Kristen Stewart Co-Authored a Research Paper on Artificial Intelligence

Kristen Stewart. Photo: David X. Prutting/BFA.com

When Kristen Stewart isn’t busy giving the middle finger to the world, she’s taking time to explore her interest in using artificial intelligence to make film. The actor and director recently co-authored a new research paper on the subject.

Published on Wednesday on ArXiv, an online research database operated by Cornell, Stewart and her co-authors wrote about something called “neural style transfer,” an AI technique used in the new short film she wrote and directed, Come Swim. The paper notes that the film is a “poetic, impressionistic portrait of a heartbroken man under water,” and used the technique to make the film appear as if it were grounded in a painting.

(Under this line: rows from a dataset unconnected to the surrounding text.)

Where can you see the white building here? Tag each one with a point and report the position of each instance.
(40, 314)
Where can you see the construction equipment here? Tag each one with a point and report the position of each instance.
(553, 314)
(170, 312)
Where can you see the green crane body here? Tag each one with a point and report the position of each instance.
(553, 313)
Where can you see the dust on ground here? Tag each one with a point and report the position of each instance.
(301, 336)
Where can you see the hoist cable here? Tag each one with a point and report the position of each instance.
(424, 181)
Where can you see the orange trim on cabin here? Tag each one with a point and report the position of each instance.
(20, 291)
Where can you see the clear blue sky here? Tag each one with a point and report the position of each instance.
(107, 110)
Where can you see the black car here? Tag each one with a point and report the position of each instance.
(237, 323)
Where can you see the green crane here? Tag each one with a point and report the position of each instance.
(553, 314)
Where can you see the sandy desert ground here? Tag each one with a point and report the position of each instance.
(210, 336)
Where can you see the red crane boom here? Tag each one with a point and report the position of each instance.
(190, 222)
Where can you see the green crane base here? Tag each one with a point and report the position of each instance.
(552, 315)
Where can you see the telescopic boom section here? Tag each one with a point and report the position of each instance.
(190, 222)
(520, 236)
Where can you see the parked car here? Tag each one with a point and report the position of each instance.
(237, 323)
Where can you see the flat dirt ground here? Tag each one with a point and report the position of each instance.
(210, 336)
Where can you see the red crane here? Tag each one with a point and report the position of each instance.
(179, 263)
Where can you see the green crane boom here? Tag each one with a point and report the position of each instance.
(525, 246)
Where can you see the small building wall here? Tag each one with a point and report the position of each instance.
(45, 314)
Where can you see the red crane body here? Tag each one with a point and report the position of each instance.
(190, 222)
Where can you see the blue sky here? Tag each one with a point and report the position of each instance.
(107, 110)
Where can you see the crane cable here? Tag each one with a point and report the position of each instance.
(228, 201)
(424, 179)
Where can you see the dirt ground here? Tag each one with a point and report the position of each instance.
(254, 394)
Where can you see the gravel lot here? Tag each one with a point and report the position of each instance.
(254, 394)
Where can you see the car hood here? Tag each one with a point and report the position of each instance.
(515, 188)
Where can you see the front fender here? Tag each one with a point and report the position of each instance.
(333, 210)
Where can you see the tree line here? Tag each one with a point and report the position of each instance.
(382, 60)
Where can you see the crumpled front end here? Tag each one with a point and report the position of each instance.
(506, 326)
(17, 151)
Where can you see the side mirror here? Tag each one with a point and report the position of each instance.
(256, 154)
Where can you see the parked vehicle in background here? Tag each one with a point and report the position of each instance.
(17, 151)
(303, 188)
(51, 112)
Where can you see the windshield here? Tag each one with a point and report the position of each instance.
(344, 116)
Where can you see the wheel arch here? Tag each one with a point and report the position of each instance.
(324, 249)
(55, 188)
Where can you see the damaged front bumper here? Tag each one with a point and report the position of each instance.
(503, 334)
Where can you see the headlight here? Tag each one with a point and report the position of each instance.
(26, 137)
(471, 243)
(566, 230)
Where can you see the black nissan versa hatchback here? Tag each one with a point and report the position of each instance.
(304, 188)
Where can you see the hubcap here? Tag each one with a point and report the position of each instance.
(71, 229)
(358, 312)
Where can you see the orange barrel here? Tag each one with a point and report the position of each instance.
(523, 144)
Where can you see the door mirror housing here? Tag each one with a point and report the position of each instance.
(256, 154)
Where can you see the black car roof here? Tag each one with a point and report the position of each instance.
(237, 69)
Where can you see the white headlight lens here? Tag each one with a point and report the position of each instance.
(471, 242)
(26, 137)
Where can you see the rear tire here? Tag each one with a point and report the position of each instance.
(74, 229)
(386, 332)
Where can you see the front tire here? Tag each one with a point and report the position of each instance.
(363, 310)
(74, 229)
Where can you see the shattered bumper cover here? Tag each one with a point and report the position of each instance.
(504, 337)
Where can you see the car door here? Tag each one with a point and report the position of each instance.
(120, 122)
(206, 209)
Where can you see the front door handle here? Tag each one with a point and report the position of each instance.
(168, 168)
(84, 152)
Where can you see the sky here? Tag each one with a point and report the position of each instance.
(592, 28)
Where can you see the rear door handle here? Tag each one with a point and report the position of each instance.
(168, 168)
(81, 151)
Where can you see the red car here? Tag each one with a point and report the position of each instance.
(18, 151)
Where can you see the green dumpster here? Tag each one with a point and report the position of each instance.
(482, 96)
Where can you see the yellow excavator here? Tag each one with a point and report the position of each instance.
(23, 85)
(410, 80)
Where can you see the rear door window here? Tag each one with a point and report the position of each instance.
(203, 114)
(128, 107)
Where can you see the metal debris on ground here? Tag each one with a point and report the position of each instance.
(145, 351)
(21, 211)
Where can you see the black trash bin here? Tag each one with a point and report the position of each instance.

“We take a novel artistic step by applying Neural Style Transfer to redraw key scenes in the movie in the style of the painting, realizing them almost literally painting that underpins the film.”
“The painting itself evokes the thoughts an individual has in the first moments of waking (fading in-between dreams and reality), and this theme is explored in the introductory and final scenes where this technique is applied. This directly drove the look of the shot, leading us to map the emotions we wanted to evoke to parameters in the algorithm as well as making use of more conventional techniques in the 2D compositing stage.”

The paper goes on to describe in great technical detail how the filmmakers were able to accomplish that. As Quartz notes, Come Swim will be screened at the upcoming Sundance Film Festival, where we can only hope someone will toast (or at least raise their middle finger) to Stewart’s academic accomplishment.